Mental health services and mental health social work could be delivered through a single provider trust. And services for older people could be commissioned by primary care "super trusts" - partnerships under the 1999 Health Act allowing the NHS and local authorities to pool their budgets to deliver an integrated package of medical and social care.
"But this is not one-way traffic, with health organisations taking on social care functions," Milburn said. "It is perfectly possible, for example, that more child care and child protection services could become part of the early years directorates with in local authorities."
He added that the local authorities' role might extend to commissioning medical services for children with disabilities, tackling their health and educational needs together.
For local government chiefs there are too many unanswered questions to feel relaxed about the plan. The first is uncertainty about what Milburn means when he talks about partnership.
"If he is suggesting a new approach to commissioning that would bring more consistent consultation and partnership, then we have declared ourselves naturally interested," says Jim Kennedy, the Local Government Association's head of social affairs and health. "But that is in stark distinction to giving the whole process of commissioning social care to one side or the other."
In other words, the local authorities could live with local arrangements allowing a pooling of health and social care budgets and a sharing of control over how they were distributed. It would also retain an element of local democratic accountability.
But would there be an equal partnership? Or could the NHS have such a dominant role that the local authority does little more than sign the cheques?
Ministers have not yet decided the balance of power, but the signs are that they will not be seeking to emasculate the local authorities. They want reform to proceed quickly and they know the integration of health and social care will be smoother if it can be done on a voluntary basis - although legislation may be needed to universalise the changes at a later date.
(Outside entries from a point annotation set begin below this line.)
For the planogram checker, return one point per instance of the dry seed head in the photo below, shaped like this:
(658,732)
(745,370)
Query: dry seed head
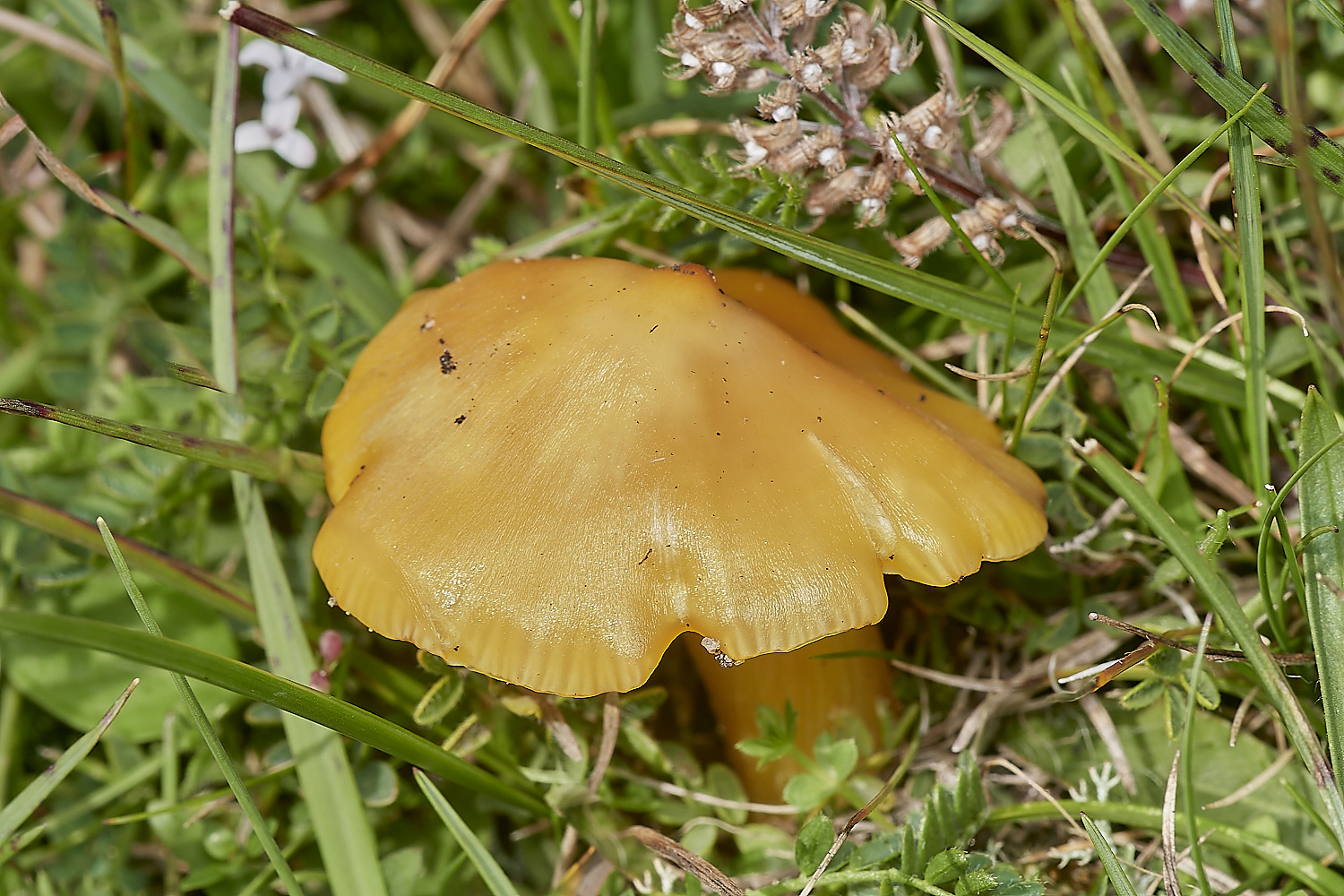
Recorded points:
(921,241)
(825,150)
(833,193)
(785,15)
(1002,214)
(980,233)
(742,46)
(808,70)
(765,144)
(782,104)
There is also uncertainty about which children's services may pass from NHS control into the hands of local authorities. Jo Williams, president of the Association of Directors of Social Services, points out that Milburn's Glasgow speech could theoretically open up the possibility of councils taking over GP services for children, respite care and hospital paediatrics. But nobody is expecting such a radical shift. A consolidation of local authorities' responsibilities for child protection is the more likely outcome.
The reforms will have far-reaching consequences for the social care professions. The action team advising Milburn on partnerships in the health service has said that "a new, flexible, multi-skilled care worker is required to act as a personal carer, addressing the basic health and social care needs of patient/users". A new type of "specialist older people's nurse" able to work across the health and social care boundary is also envisaged.